Safety, adverse effects, and safety monitoring

Common adverse effects reported with raltegravir include headaches, gastrointestinal symptoms (nausea, diarrhea), fatigue, and sleep disturbances. These side effects are typically mild to moderate and manageable in many patients.
Serious but less common adverse events can occur. A hypersensitivity reaction or severe immune reconstitution inflammatory syndrome (IRIS) may require discontinuation. Raltegravir has also been associated with muscle-related symptoms, including myopathy and rhabdomyolysis in rare cases, especially when used with certain other medications or in patients with risk factors.
There is a potential for drug interactions, particularly with agents that affect glucuronidation pathways (e.g., strong inducers or inhibitors of UGT1A1) and with medications that can alter the absorption of raltegravir through chelation with polyvalent cations. Clinicians consult drug interaction resources when patients are on complex regimens.

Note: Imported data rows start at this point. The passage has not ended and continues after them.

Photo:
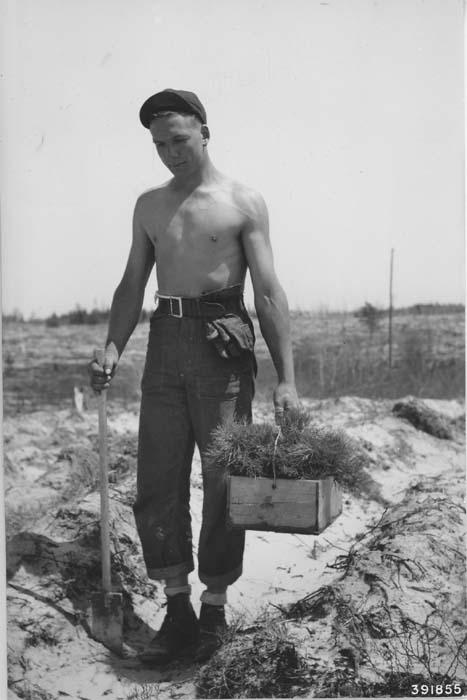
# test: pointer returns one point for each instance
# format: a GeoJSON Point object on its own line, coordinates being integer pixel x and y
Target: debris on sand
{"type": "Point", "coordinates": [392, 618]}
{"type": "Point", "coordinates": [424, 418]}
{"type": "Point", "coordinates": [260, 664]}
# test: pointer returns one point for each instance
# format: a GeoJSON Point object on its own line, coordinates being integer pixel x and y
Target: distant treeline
{"type": "Point", "coordinates": [81, 316]}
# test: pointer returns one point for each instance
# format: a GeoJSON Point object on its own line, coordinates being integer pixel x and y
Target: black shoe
{"type": "Point", "coordinates": [212, 629]}
{"type": "Point", "coordinates": [178, 633]}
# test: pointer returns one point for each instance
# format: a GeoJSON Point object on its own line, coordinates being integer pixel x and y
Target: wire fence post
{"type": "Point", "coordinates": [390, 306]}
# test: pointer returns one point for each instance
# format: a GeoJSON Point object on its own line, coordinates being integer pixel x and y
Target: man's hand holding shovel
{"type": "Point", "coordinates": [103, 366]}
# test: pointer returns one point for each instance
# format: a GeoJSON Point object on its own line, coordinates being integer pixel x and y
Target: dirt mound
{"type": "Point", "coordinates": [393, 618]}
{"type": "Point", "coordinates": [422, 417]}
{"type": "Point", "coordinates": [53, 569]}
{"type": "Point", "coordinates": [54, 564]}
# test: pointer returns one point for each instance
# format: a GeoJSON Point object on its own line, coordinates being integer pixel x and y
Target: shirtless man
{"type": "Point", "coordinates": [202, 230]}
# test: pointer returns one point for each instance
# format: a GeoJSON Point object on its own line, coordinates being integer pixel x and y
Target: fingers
{"type": "Point", "coordinates": [101, 370]}
{"type": "Point", "coordinates": [278, 414]}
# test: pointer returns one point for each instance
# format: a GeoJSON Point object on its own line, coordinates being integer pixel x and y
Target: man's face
{"type": "Point", "coordinates": [179, 143]}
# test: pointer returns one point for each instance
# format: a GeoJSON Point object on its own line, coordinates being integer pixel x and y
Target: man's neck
{"type": "Point", "coordinates": [205, 175]}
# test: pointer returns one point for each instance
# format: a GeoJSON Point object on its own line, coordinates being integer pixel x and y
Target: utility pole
{"type": "Point", "coordinates": [390, 305]}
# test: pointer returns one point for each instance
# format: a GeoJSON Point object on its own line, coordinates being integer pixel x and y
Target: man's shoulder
{"type": "Point", "coordinates": [247, 199]}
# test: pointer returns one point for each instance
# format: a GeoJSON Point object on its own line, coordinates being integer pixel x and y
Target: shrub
{"type": "Point", "coordinates": [302, 450]}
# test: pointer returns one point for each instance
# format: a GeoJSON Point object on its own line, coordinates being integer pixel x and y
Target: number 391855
{"type": "Point", "coordinates": [438, 689]}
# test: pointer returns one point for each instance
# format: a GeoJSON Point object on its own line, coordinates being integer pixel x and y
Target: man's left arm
{"type": "Point", "coordinates": [270, 302]}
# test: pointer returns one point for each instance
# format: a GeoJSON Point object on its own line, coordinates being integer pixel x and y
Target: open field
{"type": "Point", "coordinates": [335, 355]}
{"type": "Point", "coordinates": [373, 605]}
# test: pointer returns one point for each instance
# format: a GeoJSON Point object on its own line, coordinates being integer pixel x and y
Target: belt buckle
{"type": "Point", "coordinates": [180, 307]}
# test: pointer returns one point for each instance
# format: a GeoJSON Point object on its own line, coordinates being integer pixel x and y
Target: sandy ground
{"type": "Point", "coordinates": [52, 509]}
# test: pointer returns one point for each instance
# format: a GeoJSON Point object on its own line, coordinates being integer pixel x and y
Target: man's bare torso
{"type": "Point", "coordinates": [197, 237]}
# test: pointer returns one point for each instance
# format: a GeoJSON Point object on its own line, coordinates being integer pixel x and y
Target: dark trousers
{"type": "Point", "coordinates": [187, 390]}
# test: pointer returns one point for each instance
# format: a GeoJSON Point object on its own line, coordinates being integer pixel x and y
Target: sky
{"type": "Point", "coordinates": [347, 115]}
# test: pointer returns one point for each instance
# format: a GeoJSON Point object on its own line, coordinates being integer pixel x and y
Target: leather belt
{"type": "Point", "coordinates": [197, 307]}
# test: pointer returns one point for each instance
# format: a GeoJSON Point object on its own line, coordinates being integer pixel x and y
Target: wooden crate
{"type": "Point", "coordinates": [295, 505]}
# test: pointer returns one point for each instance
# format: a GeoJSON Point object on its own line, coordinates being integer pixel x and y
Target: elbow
{"type": "Point", "coordinates": [270, 298]}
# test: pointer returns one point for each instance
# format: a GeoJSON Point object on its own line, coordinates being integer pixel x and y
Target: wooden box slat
{"type": "Point", "coordinates": [296, 505]}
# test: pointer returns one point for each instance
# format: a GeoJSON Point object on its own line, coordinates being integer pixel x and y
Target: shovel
{"type": "Point", "coordinates": [106, 607]}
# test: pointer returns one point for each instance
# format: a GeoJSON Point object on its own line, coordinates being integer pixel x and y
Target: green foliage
{"type": "Point", "coordinates": [370, 316]}
{"type": "Point", "coordinates": [302, 450]}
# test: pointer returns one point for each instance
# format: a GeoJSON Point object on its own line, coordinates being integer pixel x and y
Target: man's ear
{"type": "Point", "coordinates": [205, 133]}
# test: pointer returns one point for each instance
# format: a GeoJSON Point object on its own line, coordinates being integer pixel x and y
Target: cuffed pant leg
{"type": "Point", "coordinates": [218, 398]}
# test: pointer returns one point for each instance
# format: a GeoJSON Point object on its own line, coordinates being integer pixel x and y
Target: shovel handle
{"type": "Point", "coordinates": [104, 484]}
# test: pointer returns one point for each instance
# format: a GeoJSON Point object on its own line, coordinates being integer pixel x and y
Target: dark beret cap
{"type": "Point", "coordinates": [178, 100]}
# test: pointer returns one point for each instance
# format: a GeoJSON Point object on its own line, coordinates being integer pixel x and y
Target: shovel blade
{"type": "Point", "coordinates": [107, 620]}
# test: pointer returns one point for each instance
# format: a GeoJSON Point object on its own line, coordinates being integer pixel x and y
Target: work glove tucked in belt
{"type": "Point", "coordinates": [230, 335]}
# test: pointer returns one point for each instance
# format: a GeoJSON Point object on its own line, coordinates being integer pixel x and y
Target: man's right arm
{"type": "Point", "coordinates": [127, 301]}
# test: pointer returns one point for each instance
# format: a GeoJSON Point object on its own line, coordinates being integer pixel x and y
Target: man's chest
{"type": "Point", "coordinates": [196, 221]}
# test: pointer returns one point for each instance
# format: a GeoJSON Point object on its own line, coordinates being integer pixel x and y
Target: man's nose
{"type": "Point", "coordinates": [174, 151]}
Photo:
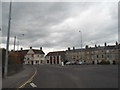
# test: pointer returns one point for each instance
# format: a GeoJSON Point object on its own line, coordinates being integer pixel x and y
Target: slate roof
{"type": "Point", "coordinates": [35, 50]}
{"type": "Point", "coordinates": [56, 53]}
{"type": "Point", "coordinates": [95, 48]}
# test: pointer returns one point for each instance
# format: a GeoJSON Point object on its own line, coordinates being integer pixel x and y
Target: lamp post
{"type": "Point", "coordinates": [81, 43]}
{"type": "Point", "coordinates": [7, 45]}
{"type": "Point", "coordinates": [14, 42]}
{"type": "Point", "coordinates": [16, 37]}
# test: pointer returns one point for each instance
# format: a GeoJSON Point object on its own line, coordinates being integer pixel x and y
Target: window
{"type": "Point", "coordinates": [97, 56]}
{"type": "Point", "coordinates": [102, 56]}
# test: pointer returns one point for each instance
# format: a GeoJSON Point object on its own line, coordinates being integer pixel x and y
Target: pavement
{"type": "Point", "coordinates": [18, 79]}
{"type": "Point", "coordinates": [75, 76]}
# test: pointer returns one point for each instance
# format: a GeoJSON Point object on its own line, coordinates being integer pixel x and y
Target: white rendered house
{"type": "Point", "coordinates": [34, 56]}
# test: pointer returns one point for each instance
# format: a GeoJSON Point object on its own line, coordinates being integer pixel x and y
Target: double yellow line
{"type": "Point", "coordinates": [29, 80]}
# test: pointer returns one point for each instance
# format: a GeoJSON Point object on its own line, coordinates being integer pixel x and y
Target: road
{"type": "Point", "coordinates": [81, 76]}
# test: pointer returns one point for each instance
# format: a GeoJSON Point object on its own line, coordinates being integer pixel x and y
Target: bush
{"type": "Point", "coordinates": [104, 62]}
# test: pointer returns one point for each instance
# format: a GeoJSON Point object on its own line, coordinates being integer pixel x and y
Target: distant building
{"type": "Point", "coordinates": [34, 56]}
{"type": "Point", "coordinates": [55, 57]}
{"type": "Point", "coordinates": [95, 55]}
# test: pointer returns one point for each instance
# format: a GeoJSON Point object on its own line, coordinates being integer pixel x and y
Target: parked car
{"type": "Point", "coordinates": [78, 63]}
{"type": "Point", "coordinates": [68, 63]}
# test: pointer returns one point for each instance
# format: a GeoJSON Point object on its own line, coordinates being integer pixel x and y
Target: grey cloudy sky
{"type": "Point", "coordinates": [56, 25]}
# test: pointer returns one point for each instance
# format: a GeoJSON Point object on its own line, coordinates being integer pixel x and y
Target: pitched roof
{"type": "Point", "coordinates": [38, 51]}
{"type": "Point", "coordinates": [34, 50]}
{"type": "Point", "coordinates": [56, 53]}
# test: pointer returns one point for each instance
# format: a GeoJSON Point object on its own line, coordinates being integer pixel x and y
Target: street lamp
{"type": "Point", "coordinates": [16, 37]}
{"type": "Point", "coordinates": [81, 43]}
{"type": "Point", "coordinates": [7, 45]}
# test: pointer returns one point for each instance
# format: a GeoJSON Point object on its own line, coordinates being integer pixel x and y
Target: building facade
{"type": "Point", "coordinates": [55, 57]}
{"type": "Point", "coordinates": [34, 56]}
{"type": "Point", "coordinates": [95, 55]}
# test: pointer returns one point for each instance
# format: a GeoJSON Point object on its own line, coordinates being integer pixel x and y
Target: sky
{"type": "Point", "coordinates": [55, 26]}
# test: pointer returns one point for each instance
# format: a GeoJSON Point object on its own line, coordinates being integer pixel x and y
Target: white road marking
{"type": "Point", "coordinates": [33, 85]}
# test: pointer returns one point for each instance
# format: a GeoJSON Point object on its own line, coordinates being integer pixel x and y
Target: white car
{"type": "Point", "coordinates": [68, 63]}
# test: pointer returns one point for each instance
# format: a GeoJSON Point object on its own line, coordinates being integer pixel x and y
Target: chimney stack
{"type": "Point", "coordinates": [86, 46]}
{"type": "Point", "coordinates": [30, 47]}
{"type": "Point", "coordinates": [116, 43]}
{"type": "Point", "coordinates": [95, 46]}
{"type": "Point", "coordinates": [68, 48]}
{"type": "Point", "coordinates": [73, 48]}
{"type": "Point", "coordinates": [105, 44]}
{"type": "Point", "coordinates": [21, 49]}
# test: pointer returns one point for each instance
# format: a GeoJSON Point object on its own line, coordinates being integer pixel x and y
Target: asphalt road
{"type": "Point", "coordinates": [81, 76]}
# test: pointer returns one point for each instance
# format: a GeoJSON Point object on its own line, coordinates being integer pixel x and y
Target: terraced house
{"type": "Point", "coordinates": [55, 57]}
{"type": "Point", "coordinates": [95, 55]}
{"type": "Point", "coordinates": [34, 56]}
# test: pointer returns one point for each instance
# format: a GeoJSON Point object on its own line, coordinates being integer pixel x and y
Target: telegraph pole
{"type": "Point", "coordinates": [81, 43]}
{"type": "Point", "coordinates": [7, 45]}
{"type": "Point", "coordinates": [14, 42]}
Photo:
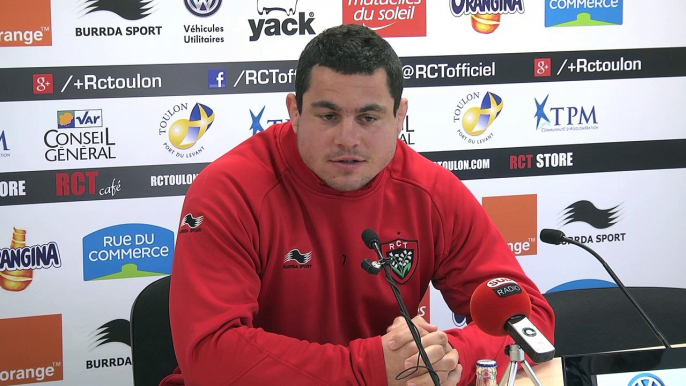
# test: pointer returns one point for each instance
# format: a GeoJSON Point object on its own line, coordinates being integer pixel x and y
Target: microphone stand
{"type": "Point", "coordinates": [516, 354]}
{"type": "Point", "coordinates": [374, 268]}
{"type": "Point", "coordinates": [652, 326]}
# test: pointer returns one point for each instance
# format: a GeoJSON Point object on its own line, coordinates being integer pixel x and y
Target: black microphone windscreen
{"type": "Point", "coordinates": [551, 236]}
{"type": "Point", "coordinates": [370, 237]}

Resistance and durability of response

As with other antiretrovirals, adherence is critical to maintaining virologic suppression and preventing resistance. Resistance to raltegravir can emerge, particularly in the setting of suboptimal adherence or when used as monotherapy. Mutations in the HIV integrase gene may reduce susceptibility to raltegravir and can, in some cases, influence cross-resistance patterns with other integrase inhibitors.
In clinical practice, raltegravir is typically used as part of combination regimens to minimize the likelihood of resistance and to preserve future treatment options.

History and development

Raltegravir was the first approved agent in the integrase inhibitor class, representing a significant advance in the diversification of antiretroviral mechanisms. Its development and approval reflected a broader strategy in HIV therapy to target multiple steps in the viral life cycle, supporting long-term viral suppression and improved treatment durability.
Over time, raltegravir has been joined by second- and third-generation integrase inhibitors that offer differing dosing regimens and resistance profiles, but raltegravir remains an important component of many regimens and a reference point in INSTI-based therapy. See Isentress for brand-context information and historical development details.